Hello, I have just reviewed your article draft in your sandbox. It looks like you are off to a great start! As a suggestion, I would add more information if possible and cite my sources. Tsess003 (talk) 01:54, 6 April 2018 (UTC)[reply]

While the subject is actually worthwhile...

...this article really isn’t. It is written by someone who appears to believe that your average urbanite chopped wood for his (or her...) fireplace in 1918 as the only choice available...at least that seems to be their belief in the first few paragraphs.

There are a good many articles on wiki already that mistake patents for minor improvements in existing technology for major innovations. We don’t need one more. Qwirkle (talk) 06:37, 11 October 2020 (UTC)[reply]

Death date

Is death date verifiably 1920? That would make her only 25 as of her death. AleatoryPonderings (???) (!!!) 17:33, 13 November 2020 (UTC)[reply]

As with so much of this, there are. very few useful sources. One of the sets of dates floating around on the various glurge sites conflates her with a woman from Vermont, for instance. Qwirkle (talk) 17:41, 13 November 2020 (UTC)[reply]

This is sourced to something that claims she invented central heating...80 years before her birth, give or take

Garbage in, garbage out. Qwirkle (talk) 03:34, 14 November 2020 (UTC)[reply]

I removed the part claiming that she created central heating, so your complaint no longer justifies the tag)
No. The source still vectors absolute nonsense. So, you believe you can pick out just the facts you like, like a bird winkling the better parts out of a horse apple? Qwirkle (talk) 04:44, 14 November 2020 (UTC)[reply]
You continue to make bizarre accusations without providing any specific evidence. Again, if you don't approve of a source you are free to remove it. And it seems you have been doing so. So why belabour the point? AleatoryPonderings (???) (!!!) 04:54, 14 November 2020 (UTC)[reply]
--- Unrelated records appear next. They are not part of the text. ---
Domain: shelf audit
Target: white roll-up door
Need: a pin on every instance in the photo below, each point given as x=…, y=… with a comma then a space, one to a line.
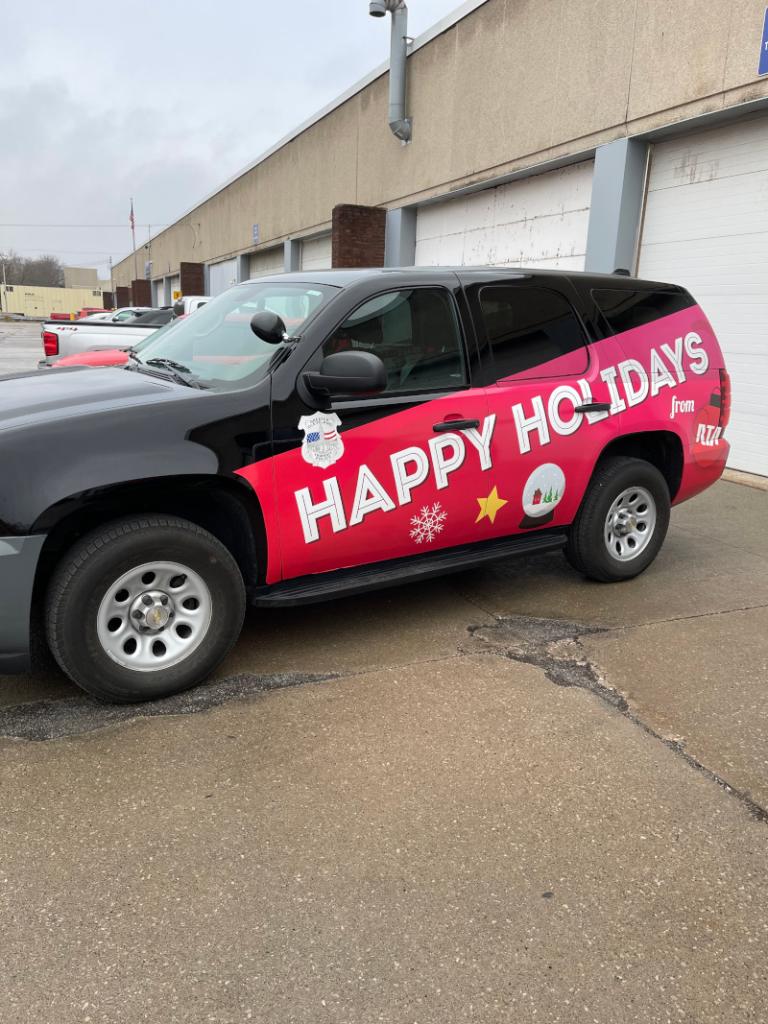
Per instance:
x=706, y=227
x=539, y=221
x=315, y=253
x=222, y=275
x=268, y=261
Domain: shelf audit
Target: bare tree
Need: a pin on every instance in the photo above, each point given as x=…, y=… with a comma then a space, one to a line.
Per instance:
x=45, y=271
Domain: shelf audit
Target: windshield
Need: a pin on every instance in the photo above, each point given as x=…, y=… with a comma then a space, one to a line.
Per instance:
x=216, y=343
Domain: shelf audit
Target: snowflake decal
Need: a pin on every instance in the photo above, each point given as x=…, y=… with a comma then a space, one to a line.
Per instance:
x=428, y=523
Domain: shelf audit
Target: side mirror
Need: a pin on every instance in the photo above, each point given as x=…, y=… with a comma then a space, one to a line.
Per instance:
x=348, y=373
x=268, y=327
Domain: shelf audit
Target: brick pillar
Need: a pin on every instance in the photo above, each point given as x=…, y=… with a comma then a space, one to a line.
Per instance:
x=141, y=292
x=192, y=279
x=357, y=236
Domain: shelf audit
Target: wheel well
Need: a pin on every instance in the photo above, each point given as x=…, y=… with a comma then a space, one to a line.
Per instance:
x=660, y=448
x=224, y=509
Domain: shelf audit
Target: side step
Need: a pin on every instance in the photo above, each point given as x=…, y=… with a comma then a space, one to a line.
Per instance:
x=344, y=583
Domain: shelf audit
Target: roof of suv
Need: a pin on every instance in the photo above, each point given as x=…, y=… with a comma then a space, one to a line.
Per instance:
x=343, y=278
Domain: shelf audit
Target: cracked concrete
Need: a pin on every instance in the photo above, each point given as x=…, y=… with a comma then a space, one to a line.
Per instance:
x=510, y=795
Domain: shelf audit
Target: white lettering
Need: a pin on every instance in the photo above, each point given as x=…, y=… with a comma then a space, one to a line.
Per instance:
x=697, y=355
x=536, y=422
x=404, y=481
x=369, y=496
x=587, y=398
x=616, y=403
x=442, y=464
x=562, y=426
x=659, y=374
x=676, y=358
x=310, y=513
x=634, y=394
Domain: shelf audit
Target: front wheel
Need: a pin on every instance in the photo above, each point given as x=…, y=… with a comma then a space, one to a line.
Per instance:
x=143, y=607
x=623, y=520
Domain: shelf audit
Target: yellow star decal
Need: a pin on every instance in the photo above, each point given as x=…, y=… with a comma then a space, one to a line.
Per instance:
x=491, y=505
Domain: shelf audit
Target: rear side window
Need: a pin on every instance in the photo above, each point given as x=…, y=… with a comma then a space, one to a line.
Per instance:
x=415, y=333
x=627, y=308
x=531, y=332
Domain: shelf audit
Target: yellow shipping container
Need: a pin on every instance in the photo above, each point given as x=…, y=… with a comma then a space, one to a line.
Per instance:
x=33, y=301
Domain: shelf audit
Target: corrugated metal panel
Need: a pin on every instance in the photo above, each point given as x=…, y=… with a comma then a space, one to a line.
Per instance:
x=706, y=227
x=34, y=301
x=222, y=275
x=315, y=253
x=269, y=261
x=540, y=221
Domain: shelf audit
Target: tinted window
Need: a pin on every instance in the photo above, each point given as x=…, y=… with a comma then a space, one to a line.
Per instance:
x=415, y=333
x=625, y=308
x=527, y=327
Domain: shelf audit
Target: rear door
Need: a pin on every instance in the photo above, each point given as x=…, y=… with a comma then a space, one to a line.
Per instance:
x=394, y=474
x=541, y=372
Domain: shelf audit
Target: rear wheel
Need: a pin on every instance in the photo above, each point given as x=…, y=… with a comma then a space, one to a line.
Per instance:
x=143, y=607
x=623, y=520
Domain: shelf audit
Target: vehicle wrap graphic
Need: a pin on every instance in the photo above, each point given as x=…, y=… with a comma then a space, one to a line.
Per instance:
x=397, y=475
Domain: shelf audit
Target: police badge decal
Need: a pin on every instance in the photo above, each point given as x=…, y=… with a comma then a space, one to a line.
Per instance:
x=322, y=445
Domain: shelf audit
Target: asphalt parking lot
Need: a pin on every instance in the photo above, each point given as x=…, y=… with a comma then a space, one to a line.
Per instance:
x=510, y=795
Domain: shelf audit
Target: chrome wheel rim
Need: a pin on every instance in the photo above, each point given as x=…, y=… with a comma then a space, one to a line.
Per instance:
x=630, y=523
x=154, y=616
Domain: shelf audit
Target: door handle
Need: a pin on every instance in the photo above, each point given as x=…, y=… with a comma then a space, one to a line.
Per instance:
x=444, y=425
x=594, y=407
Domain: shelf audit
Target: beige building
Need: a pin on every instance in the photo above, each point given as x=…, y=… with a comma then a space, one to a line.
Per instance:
x=33, y=301
x=81, y=276
x=593, y=134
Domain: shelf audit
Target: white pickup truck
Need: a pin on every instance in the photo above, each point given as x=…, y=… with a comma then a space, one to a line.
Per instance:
x=62, y=338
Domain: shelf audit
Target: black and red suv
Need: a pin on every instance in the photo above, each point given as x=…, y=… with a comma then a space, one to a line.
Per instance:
x=312, y=434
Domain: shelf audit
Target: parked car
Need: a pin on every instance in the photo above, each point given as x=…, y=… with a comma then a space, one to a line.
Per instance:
x=410, y=423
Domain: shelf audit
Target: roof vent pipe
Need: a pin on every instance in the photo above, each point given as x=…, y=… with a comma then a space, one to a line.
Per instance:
x=398, y=123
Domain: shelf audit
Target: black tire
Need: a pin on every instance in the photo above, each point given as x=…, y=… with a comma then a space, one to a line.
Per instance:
x=83, y=582
x=588, y=550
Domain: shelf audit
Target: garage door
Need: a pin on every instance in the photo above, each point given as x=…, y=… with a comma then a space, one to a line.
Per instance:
x=269, y=261
x=539, y=221
x=222, y=275
x=315, y=253
x=706, y=227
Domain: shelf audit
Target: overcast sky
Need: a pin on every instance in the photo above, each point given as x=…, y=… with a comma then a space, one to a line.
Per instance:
x=163, y=101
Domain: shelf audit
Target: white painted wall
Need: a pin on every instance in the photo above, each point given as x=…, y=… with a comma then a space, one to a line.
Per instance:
x=222, y=275
x=540, y=221
x=269, y=261
x=315, y=253
x=706, y=227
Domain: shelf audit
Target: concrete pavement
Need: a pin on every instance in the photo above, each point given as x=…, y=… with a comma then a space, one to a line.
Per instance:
x=20, y=347
x=507, y=796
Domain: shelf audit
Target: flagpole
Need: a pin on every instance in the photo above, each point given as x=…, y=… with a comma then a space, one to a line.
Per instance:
x=133, y=237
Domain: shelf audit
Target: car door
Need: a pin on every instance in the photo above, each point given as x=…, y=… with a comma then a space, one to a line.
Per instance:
x=553, y=409
x=392, y=474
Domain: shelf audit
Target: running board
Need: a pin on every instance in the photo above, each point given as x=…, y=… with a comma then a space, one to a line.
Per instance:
x=345, y=583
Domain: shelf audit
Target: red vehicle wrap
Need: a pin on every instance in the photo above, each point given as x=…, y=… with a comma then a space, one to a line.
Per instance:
x=393, y=487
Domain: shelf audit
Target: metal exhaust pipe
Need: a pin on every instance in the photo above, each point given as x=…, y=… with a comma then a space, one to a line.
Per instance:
x=399, y=125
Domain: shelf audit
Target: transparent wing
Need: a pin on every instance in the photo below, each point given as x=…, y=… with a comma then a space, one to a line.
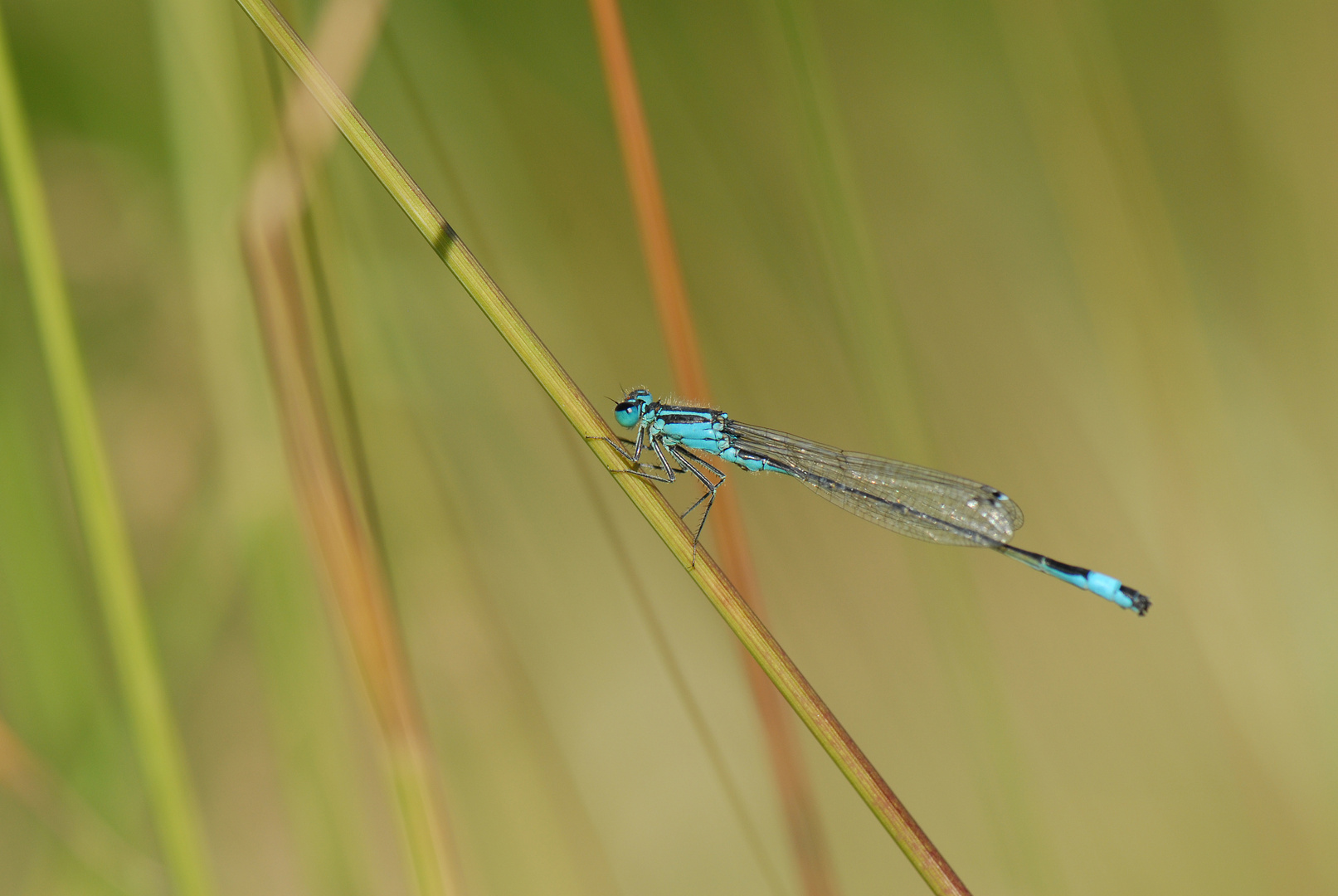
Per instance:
x=912, y=500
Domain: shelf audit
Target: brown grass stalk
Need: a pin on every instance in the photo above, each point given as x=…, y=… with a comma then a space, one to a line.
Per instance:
x=331, y=498
x=689, y=373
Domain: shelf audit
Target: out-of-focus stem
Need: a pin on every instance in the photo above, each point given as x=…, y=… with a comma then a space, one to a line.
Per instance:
x=680, y=334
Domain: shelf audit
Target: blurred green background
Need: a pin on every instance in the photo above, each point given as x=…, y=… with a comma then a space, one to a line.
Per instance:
x=1083, y=251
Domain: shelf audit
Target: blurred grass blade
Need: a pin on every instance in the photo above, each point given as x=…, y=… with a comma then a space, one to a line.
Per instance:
x=321, y=434
x=74, y=821
x=587, y=421
x=110, y=557
x=680, y=334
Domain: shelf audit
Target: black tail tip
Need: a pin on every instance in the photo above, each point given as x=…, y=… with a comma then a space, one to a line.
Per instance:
x=1139, y=602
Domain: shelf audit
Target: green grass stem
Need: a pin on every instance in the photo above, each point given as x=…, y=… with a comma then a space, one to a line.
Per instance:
x=586, y=420
x=110, y=557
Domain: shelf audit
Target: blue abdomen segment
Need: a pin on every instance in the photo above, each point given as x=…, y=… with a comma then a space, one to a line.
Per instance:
x=1099, y=583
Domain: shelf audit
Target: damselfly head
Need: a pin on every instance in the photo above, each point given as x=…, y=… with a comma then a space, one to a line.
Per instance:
x=628, y=412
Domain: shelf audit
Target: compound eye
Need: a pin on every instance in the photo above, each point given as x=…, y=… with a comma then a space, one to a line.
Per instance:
x=626, y=413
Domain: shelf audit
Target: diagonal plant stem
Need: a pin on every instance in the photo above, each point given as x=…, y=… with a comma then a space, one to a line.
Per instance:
x=589, y=424
x=110, y=557
x=75, y=823
x=689, y=373
x=336, y=506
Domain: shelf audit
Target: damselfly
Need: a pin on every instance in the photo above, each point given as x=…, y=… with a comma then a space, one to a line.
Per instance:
x=912, y=500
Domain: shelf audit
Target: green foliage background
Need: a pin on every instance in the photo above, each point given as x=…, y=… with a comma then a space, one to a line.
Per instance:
x=1104, y=280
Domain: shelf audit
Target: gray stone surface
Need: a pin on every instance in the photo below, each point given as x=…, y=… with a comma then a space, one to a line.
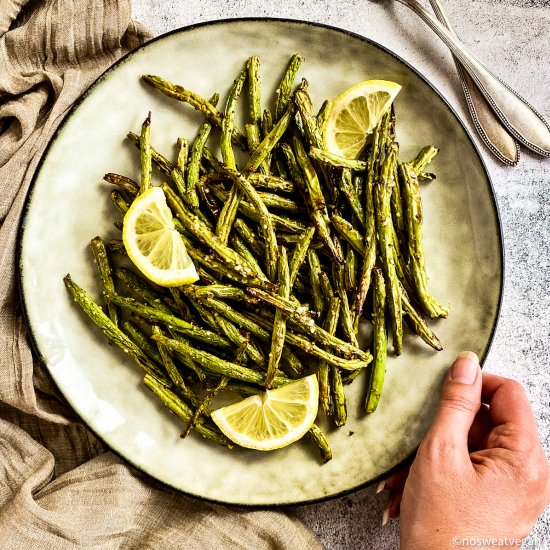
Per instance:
x=513, y=38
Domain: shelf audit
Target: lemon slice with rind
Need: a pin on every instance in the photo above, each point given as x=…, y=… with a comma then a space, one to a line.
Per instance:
x=354, y=115
x=273, y=419
x=153, y=243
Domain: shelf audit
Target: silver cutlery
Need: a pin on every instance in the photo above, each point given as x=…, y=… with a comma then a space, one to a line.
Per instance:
x=517, y=116
x=488, y=126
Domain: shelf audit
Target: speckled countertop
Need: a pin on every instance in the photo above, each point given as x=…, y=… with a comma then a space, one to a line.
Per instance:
x=513, y=38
Do we really have to edit war over a stub tag?

The point of stub tags is to organize articles so people can improve them. {{US-engineer-stub}} is the closest one I could find. Why remove it? AleatoryPonderings (???) (!!!) 05:48, 14 November 2020 (UTC)[reply]

It misrepresents the subject in a way that could mislead the reader. Since this article, like other woozle effect-plagued pieces, is especially prone to citogenesis, that is an especially bad thing. Qwirkle (talk) 05:59, 14 November 2020 (UTC)[reply]
The thing is, it doesn't, because it says she was an inventor, which is true. Once again, you imply without any evidence that this article is some sort of hoax. Its subject has been mentioned in books going back decades. Whence your total confidence in its falsity? AleatoryPonderings (???) (!!!) 06:09, 14 November 2020 (UTC)[reply]
Not every engineer is an inventor, and not every inventor is an engineer, or even involved in engineering. If your point is that this is the closest you can get within wikipedia’s internal limitations...well, put it back. It’ll make an interesting experiment. Qwirkle (talk) 06:52, 14 November 2020 (UTC)[reply]
The aspects of this story that are hoax-like? Ms. Parker did not invent central heating, which several sources used in the article claimed. She did not invent the idea of gas fuel, which several sources used in the article claimed. Fireplaces were not a common source of heating in the early twentieth century, wssuitac. Wood fuel even less so, wssuitac. Ms. Parker was not influential in heating system design, wssuitac.

This subject is really about folk belief, about errors in transmission- a writer’s version of the telephone game, and about woozle-hunting and citogenesis, like several other articles about people whose “notability” goes back to sloppy research by listicle writers and so forth. Qwirkle (talk) 06:52, 14 November 2020 (UTC)[reply]

Honors section

Hello all, I have added a new section to the article for Honors, and have added that she is a 2019 honoree of the National Society of Black Physicists, and some information from their profile on her.[1] Netherzone (talk) 17:53, 18 November 2020 (UTC)[reply]

  1. ^ "Alice H. Parker". The National Society of Black Physicists. Retrieved 18 November 2020.